Yesterday’s order list also generated plenty of headlines, as well, with an uncommon focus on cases in which the Court denied certiorari. SCOTUSblog has summaries of the list’s highlights here and here, as does the National Law Journal.  The order attracting the most attention is the denial of certiorari in Weise v. Casper (10-67), a First Amendment case brought by two people who were turned away from a public event featuring then-President Bush because of a bumper sticker implying their opposition to the Iraq War. Justice Ginsburg dissented from the denial of certiorari, in an opinion joined by Justice Sotomayor. The Wall Street Journal, the Los Angeles Times, the Washington Post, the Christian Science Monitor, the New York Times, Politico, Bloomberg, Courthouse News Service, and TIME’s NewsFeed all have coverage of the Weise denial. Other notable denials include a case on Utah’s adult-oriented entertainment tax (The Hill’s On the Money blog) and a case on removal and fraudulent misjoinder (Courthouse News Service).

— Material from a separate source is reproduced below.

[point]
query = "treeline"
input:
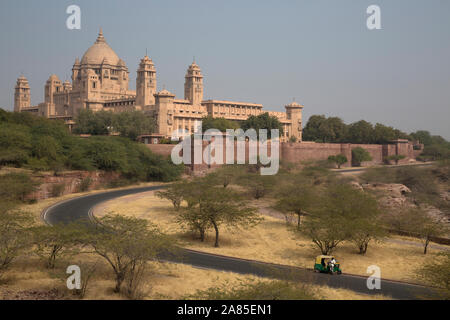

In addition to the denials, the Court added seven new cases to its docket (two of which are consolidated). The cert. grant in Bond v. United States, a Tenth Amendment case, drew notice from David Kopel at the Volokh Conspiracy, CBS News, the Christian Science Monitor, and Crime & Consequences. The consolidated cases, Camreta v. Greene and Alford v. Greene, drew attention, as well. Those cases are about the constitutional limits on interviewing schoolchildren about claims of sexual assault. Education Week’s School Law blog and Courthouse News Service have coverage of those cases. Meanwhile, the Utica Observer-Dispatch has an article on Madison County v. Oneida Indian Nation, an Indian law case that was also granted yesterday. JURIST has a post summarizing all of the new cases.

Briefly:

  • NPR’s Nina Totenberg and the Dallas Morning News editorial board both preview this morning’s argument in Skinner v. Switzer, a case in which the Court will grapple with whether a prisoner may bring a claim under Section 1983 to gain access to biological evidence for DNA testing.
  • NASA contractors have asked Acting Solicitor General Neal Katyal to retract a statement made last week during oral argument in NASA v. Nelson. The statement concerns the extent of access to agency facilities that the contractors’ identification badges provide. The Department of Justice says it will not take action to amend the record because the statements were accurate. The Washington Post has the story.
  • The editorial board of the New York Times contends that donations from undisclosed donors to Justice Thomas’s wife’s nonprofit organization “raise a serious issue of ethics for Justice Thomas.”
  • At ACSblog, Sherrilyn Ifill looks critically at the disparity in media attention between Snyder v. Phelps and Connick v. Thompson.
  • The Associated Press (via MSNBC) discusses the prospect that the Court could soon consider the constitutionality of the Stolen Valor Act, a statute that criminalizes false claims of having won military medals.
  • Todd C. Peppers and Christopher Zorn respond to a recent New York Times editorial on Supreme Court law clerk hiring, in the National Law Journal.
  • The Green Bay Press-Gazette reports that Justice Scalia will give the keynote address at the inaugural meeting of the St. Thomas More Lawyers’ Society for the Catholic Diocese of Green Bay later this month.
  • And finally, the Boston Globe covers a speech delivered by the late Justice Thurgood Marshall’s widow to celebrate the thirtieth anniversary of the Boston African American National Historic Site.